The Working Class History T-Shirt of the Month for March pays homage to the two-month-long so-called “Bread & Roses” strike that ended on 14 March 1912 in Lawrence, Massachusetts in the USA. Two days earlier, on 12 March, factory owners gave in to most of the demands of the 20,000 striking women and girls. The walkout, initiated by Polish women workers, was denounced by the American Federation of Labour as too “revolutionary” and “anarchist”. Because of the lack of support, the women workers turned instead to the more radical Industrial Workers of the World union.

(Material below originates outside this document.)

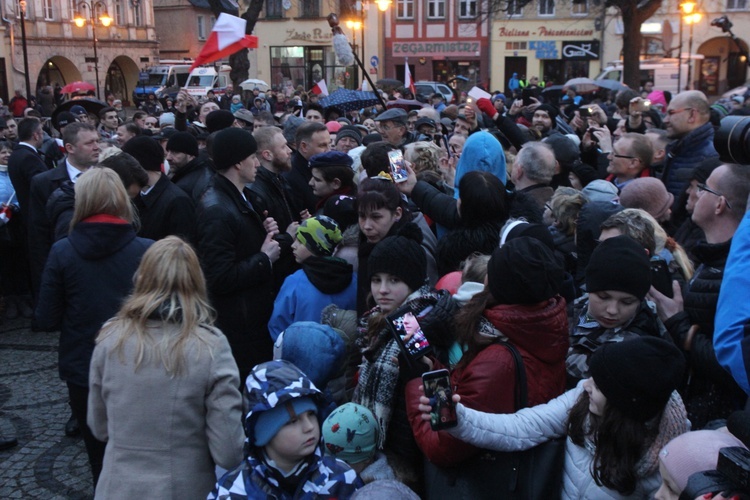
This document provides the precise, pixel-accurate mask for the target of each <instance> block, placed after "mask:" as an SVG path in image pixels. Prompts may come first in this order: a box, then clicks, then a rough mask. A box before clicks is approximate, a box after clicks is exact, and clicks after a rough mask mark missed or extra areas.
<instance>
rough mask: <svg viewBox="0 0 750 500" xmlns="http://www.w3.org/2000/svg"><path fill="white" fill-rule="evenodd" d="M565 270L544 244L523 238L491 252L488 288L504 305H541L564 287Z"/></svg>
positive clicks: (513, 241)
mask: <svg viewBox="0 0 750 500" xmlns="http://www.w3.org/2000/svg"><path fill="white" fill-rule="evenodd" d="M564 277H565V270H564V269H563V268H562V267H561V266H560V265H559V264H558V262H557V260H556V259H555V255H554V254H553V253H552V250H550V248H549V247H548V246H547V245H545V244H544V243H542V242H541V241H539V240H537V239H535V238H531V237H528V236H522V237H520V238H515V239H512V240H509V241H508V242H506V243H505V244H504V245H503V246H502V247H500V248H497V249H495V251H494V252H492V257H491V258H490V261H489V263H488V264H487V287H488V288H489V290H490V293H491V294H492V296H493V297H494V298H495V300H497V301H498V302H499V303H501V304H529V305H531V304H538V303H539V302H543V301H545V300H548V299H550V298H552V297H554V296H555V295H557V294H558V293H560V289H561V288H562V282H563V279H564Z"/></svg>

The name of the strike refers on the one hand to the satisfaction of basic needs like bread and on the other hand to the beautiful things in life, symbolised by roses. Both are worth fighting for. In a song that was sung at the protests, it says “yes, it is bread we fight for, but we fight for roses too”.
It is worth mentioning the extremely inclusive organising work of the women workers, whose meetings were translated into almost 30 languages to enable all ethnic groups to actively participate in the strike. Together they confronted brutal police and military repression and eventually won major concessions for the entire garment industry at the time. In particular, they won a 15 per cent wage increase, double overtime pay and amnesty for most of the strikers. A campaign to free IWW organisers arrested during the strike continued until they were acquitted in November.
About the design: This month’s design is by artist and tattooist Nora Lehrmann. Nora chose a drawing of roses and wheat as a symbol for bread to represent the strike. She has also included the period of the strike (11.01.-14.03.1912) in a banderole. This time, the design deliberately does without an ‘intrusive’ slogan and captivates with the simple and subtle beauty of the monochrome drawing.